Part two of this feature, which explores the role of third-party TCFD data providers and investors, can be found here.

This article is part of a series of features exploring ESG data:

  • To read 'The ESG data files – introduction, click here
  • To read 'The ESG data files – part one: reported data', click here
  • To read 'The ESG data files – part two: non-reported data', click here
  • To read 'The ESG data files – part three: ESG rating agencies', click here
  • To read 'The ESG data files – part four: fixed income data’, click here
  • To read 'The ESG data files – part five: the impact of the EU’s taxonomy’, please click here
 A guide to climate reporting guides

• The TCFD has produced extensive guidelines on how to report.
• A TCFD Knowledge Hub website is run by the Climate Disclosure Standards Board (CDSB).
• The Sustainability Accounting Standards Board (SASB) and CDSB have teamed up to publish a TCFD Implementation Guide. It claims to be the most commonly accepted and used guideline for TCFD. They followed that with a TCFD Good Practice Handbook.
• MSCI in August unveiled its TCFD Based Reporting: A practical guide for Institutional investors.
• PRI signatories are mandated to report in line with the TCFD from 2020. To assist with this, it introduced TCFD-aligned indicators into its own reporting framework and produced a guide to the TCFD for asset owners.
• The European Commission has published guidelines on corporate climate-related information reporting, as part of its Sustainable Finance Action Plan. They integrate the recommendations of the TCFD.
• The Institutional Investors Group on Climate Change has produced a guide to scenario analysis.
• UNEP FI issued guidance to implement TCFD recommendations in a report, called Changing Course.
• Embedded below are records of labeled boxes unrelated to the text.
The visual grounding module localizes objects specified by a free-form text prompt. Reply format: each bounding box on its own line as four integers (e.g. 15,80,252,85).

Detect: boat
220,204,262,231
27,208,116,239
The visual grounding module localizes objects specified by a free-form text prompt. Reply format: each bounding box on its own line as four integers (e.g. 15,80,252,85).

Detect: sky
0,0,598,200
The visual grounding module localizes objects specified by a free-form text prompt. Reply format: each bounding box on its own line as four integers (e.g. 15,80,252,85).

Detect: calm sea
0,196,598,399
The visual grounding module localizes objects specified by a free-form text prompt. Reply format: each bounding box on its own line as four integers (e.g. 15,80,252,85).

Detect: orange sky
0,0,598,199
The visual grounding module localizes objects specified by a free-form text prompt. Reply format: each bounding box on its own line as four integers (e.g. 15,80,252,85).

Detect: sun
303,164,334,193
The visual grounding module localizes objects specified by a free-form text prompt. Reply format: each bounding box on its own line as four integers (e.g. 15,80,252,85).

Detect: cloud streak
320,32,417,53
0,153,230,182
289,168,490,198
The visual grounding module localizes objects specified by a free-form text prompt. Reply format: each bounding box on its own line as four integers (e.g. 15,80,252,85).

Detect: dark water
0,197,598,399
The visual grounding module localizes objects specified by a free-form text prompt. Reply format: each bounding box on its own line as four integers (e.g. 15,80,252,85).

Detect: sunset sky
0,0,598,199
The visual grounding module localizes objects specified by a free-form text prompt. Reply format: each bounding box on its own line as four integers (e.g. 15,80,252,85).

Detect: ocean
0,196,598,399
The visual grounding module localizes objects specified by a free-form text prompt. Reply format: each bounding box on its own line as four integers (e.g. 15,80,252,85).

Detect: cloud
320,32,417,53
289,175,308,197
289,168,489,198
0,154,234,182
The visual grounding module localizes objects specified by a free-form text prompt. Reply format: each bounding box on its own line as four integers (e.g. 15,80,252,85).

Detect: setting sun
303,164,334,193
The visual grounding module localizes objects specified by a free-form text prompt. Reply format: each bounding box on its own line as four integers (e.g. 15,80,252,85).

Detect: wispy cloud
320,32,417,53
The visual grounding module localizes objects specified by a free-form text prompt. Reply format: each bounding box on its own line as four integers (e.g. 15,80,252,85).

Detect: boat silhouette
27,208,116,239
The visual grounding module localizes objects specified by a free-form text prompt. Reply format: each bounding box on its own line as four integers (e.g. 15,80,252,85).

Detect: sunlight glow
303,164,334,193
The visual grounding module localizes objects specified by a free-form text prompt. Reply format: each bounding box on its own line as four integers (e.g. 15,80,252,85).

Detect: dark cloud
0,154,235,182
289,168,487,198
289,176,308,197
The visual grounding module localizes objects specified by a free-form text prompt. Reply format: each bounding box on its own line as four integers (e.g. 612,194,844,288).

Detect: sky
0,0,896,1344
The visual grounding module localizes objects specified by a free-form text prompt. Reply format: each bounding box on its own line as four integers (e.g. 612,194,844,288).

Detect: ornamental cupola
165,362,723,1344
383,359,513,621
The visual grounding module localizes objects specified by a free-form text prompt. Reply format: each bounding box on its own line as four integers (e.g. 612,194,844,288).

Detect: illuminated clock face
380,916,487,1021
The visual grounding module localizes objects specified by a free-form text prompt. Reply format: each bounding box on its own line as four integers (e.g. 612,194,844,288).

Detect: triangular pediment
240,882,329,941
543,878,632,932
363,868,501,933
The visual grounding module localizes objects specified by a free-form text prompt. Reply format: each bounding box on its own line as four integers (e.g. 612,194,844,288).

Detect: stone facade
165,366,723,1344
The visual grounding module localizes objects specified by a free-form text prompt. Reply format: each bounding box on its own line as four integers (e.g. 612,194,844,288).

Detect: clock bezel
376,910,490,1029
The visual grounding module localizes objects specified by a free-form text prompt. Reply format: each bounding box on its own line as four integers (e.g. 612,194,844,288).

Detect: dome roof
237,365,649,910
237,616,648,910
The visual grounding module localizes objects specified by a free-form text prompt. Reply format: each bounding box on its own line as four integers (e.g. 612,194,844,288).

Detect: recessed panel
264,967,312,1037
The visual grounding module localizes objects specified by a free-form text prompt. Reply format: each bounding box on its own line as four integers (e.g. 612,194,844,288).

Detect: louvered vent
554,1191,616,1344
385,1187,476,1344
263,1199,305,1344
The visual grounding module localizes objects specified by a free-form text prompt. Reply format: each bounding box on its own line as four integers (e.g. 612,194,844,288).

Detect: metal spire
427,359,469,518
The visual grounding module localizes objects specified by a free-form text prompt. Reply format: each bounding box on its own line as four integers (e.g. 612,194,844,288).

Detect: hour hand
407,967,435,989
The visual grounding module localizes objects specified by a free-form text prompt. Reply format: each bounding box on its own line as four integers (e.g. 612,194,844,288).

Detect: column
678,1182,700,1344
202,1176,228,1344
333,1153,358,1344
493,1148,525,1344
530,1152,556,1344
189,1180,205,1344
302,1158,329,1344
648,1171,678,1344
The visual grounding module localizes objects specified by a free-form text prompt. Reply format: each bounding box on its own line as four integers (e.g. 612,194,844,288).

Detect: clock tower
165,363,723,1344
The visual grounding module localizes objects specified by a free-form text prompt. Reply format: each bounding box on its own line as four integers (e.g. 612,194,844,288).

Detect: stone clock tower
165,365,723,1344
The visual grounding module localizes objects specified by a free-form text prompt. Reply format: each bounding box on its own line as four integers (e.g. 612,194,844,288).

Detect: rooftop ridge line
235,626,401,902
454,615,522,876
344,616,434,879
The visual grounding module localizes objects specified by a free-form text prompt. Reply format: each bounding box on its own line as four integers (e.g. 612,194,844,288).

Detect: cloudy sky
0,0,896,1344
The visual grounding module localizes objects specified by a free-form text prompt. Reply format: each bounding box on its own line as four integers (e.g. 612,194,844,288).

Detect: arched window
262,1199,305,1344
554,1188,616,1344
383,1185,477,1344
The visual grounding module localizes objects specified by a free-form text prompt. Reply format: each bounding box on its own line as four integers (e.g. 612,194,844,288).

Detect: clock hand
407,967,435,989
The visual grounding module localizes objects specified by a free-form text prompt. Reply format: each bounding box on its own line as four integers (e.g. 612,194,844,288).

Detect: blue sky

UNEP FI has also brought together 16 banks to help the industry implement the TCFD.
• The World Economic Forum in conjunction with PwC issued a report on How to Set Up Effective Climate Governance on Corporate Boards.
• The UK government has set up an industry group with The Pensions Regulator (TPR) to develop guidance for pension schemes on the TCFD recommendations.
• The Investors Leadership Network recently issued its TCFD implementation guidance.
• The UK's Financial Reporting Council released a new report on climate-related financial reporting by businesses, highlighting that current disclosures are failing to meet investor expectations.
• The Central Banks and Supervisors' Network for Greening the Financial System (NGFS) is to issue a report on scenario analysis, with its own scenario.

The 11 TCFD recommended disclosures:

Governance

A) Describe the board's oversight of climate-related risks and opportunities.
B) Describe management's role in assessing and managing risks and opportunities.

Strategy

A) Describe the climate-related risks and opportunities the organisation has identified over the short, medium, and long term.
B) Describe the impact of climate-related risks and opportunities on the organisation's businesses, strategy, and financial planning.
C) Describe the resilience of the organisation's strategy, taking into consideration different climate-related scenarios, including a 2°C or lower scenario.

Risk management

A) Describe the organisation's processes for identifying and assessing climate-related risks.
B) Describe the organisation's processes for managing climate-related risks.
C) Describe how processes for identifying, assessing, and managing climate-related risks are integrated into the organisation's overall risk management.

Metrics and targets

A) Disclose the metrics used by the organisation to assess climate-related risks and opportunities in line with its strategy and risk management process.
B) Disclose scope 1, scope 2 and, if appropriate, scope 3 greenhouse gas (GHG) emissions, and the related risks.
C) Describe the targets used by the organisation to manage climate-related risks and opportunities and performance against targets.

 The editor of Environmental Finance owns shares in BlackRock.